Glazyev was joined by his top economic advisor Dmitry Mityaev, who is also the secretary of the Eurasian Economic Commission’s (EEC) science and technology council. The EAEU and EEC are formed by Russia, Belarus, Kazakhstan, Kyrgyzstan, and Armenia. The group is currently engaged in establishing a series of free trade agreements with nations from West Asia to Southeast Asia.
Our conversation was unscripted, free flowing and straight to the point. I had initially proposed some talking points revolving around discussions between the EAEU and China on designing a new gold/commodities-based currency bypassing the U.S. dollar, and how it would be realistically possible to have the EAEU, the Shanghai Cooperation Organization (SCO), and BRICS+ to adopt the same currency design.
Glazyev and Mityaev were completely frank and also asked questions on the Global South. As much as extremely sensitive political issues should remain off the record, what they said about the road towards multipolarity was quite sobering—in fact realpolitik-based.

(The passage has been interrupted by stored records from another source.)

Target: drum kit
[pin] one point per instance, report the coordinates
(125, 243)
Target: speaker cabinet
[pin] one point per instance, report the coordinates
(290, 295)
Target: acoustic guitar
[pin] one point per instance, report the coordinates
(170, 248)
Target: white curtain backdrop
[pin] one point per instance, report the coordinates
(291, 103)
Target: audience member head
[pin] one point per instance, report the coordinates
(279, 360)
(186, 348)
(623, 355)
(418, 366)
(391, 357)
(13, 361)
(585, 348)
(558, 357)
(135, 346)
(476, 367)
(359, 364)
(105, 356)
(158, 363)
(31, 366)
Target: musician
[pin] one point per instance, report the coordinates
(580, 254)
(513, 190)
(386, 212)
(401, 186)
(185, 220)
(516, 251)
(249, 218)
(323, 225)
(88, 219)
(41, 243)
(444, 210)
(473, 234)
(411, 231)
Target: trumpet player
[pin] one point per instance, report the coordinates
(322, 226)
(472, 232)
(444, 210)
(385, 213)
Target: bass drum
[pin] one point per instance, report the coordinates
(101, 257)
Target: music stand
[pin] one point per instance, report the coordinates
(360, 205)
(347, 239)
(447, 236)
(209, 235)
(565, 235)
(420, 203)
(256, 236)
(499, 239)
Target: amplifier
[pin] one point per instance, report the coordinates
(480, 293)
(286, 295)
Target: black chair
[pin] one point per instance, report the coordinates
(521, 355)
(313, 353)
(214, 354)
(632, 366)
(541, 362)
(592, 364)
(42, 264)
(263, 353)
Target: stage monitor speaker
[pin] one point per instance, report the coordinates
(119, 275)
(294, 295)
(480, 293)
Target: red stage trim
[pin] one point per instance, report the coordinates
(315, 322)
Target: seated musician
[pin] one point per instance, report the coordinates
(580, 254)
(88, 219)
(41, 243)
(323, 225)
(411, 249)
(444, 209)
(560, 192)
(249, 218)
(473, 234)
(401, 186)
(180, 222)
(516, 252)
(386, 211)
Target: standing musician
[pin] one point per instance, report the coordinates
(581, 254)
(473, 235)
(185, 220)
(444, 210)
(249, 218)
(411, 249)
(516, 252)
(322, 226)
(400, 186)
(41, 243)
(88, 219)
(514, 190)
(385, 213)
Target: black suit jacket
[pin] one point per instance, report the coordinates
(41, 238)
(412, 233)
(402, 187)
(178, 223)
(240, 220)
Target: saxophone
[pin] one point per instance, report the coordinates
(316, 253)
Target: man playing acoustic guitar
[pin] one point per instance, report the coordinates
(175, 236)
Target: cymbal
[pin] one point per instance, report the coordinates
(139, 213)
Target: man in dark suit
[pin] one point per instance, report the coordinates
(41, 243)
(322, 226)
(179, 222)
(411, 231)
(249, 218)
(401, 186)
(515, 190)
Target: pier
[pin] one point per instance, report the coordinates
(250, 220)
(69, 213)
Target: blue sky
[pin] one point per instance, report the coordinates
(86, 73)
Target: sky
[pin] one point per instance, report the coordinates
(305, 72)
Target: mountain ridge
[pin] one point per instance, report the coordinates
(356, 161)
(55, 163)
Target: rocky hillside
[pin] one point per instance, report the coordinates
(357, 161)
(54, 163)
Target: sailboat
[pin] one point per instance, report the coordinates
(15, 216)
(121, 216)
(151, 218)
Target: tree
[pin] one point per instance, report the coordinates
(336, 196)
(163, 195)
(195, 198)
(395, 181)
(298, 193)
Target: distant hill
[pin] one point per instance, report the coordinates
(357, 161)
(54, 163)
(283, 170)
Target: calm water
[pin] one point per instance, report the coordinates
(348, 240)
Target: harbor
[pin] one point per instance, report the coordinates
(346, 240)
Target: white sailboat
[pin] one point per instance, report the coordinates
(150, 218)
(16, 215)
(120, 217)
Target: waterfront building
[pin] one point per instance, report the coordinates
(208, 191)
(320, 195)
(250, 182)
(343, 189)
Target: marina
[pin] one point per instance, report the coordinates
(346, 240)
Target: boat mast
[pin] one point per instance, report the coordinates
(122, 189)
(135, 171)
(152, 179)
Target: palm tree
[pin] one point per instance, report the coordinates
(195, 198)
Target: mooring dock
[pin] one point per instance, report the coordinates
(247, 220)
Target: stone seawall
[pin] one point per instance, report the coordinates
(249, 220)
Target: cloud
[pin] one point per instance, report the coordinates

Glazyev stressed that the EEC cannot ask for member states to adopt specific economic policies. There are indeed serious proposals on the design of a new currency, but the ultimate decision rests on the leaders of the five permanent members. That implies political will—ultimately to be engineered by Russia, which is responsible for over 80 percent of EAEU trade.
It’s quite possible that a renewed impetus may come after the visit of Chinese President Xi Jinping to Moscow on March 21, where he will hold in-depth strategic talks with Russian President Vladimir Putin.
On the war in Ukraine, Glazyev stressed that as it stands, China is profiting handsomely, as its economy has not been sanctioned—at least not yet—by US/EU and Beijing is buying Russian oil and gas at heavily discounted prices. The funds Russians are losing in terms of selling energy to the EU will have to be compensated by the proposed Power of Siberia II pipeline that will run from Russia to China, via Mongolia—but that will take a few more years.
Glazyev sketched the possibility of a similar debate on a new currency taking place inside the Shanghai Cooperation Organization (SCO)—yet the obstacles could be even stronger. Once again, that will depend on political will, in this case by Russia-China: a joint decision by Xi and Putin, with crucial input by India—and as Iran becomes a full member, also energy-rich Tehran.
What is realistic so far is increasing bilateral trade in their own currencies, as in the Russia-China, Russia-India, Iran-India, Russia-Iran, and China-Iran cases.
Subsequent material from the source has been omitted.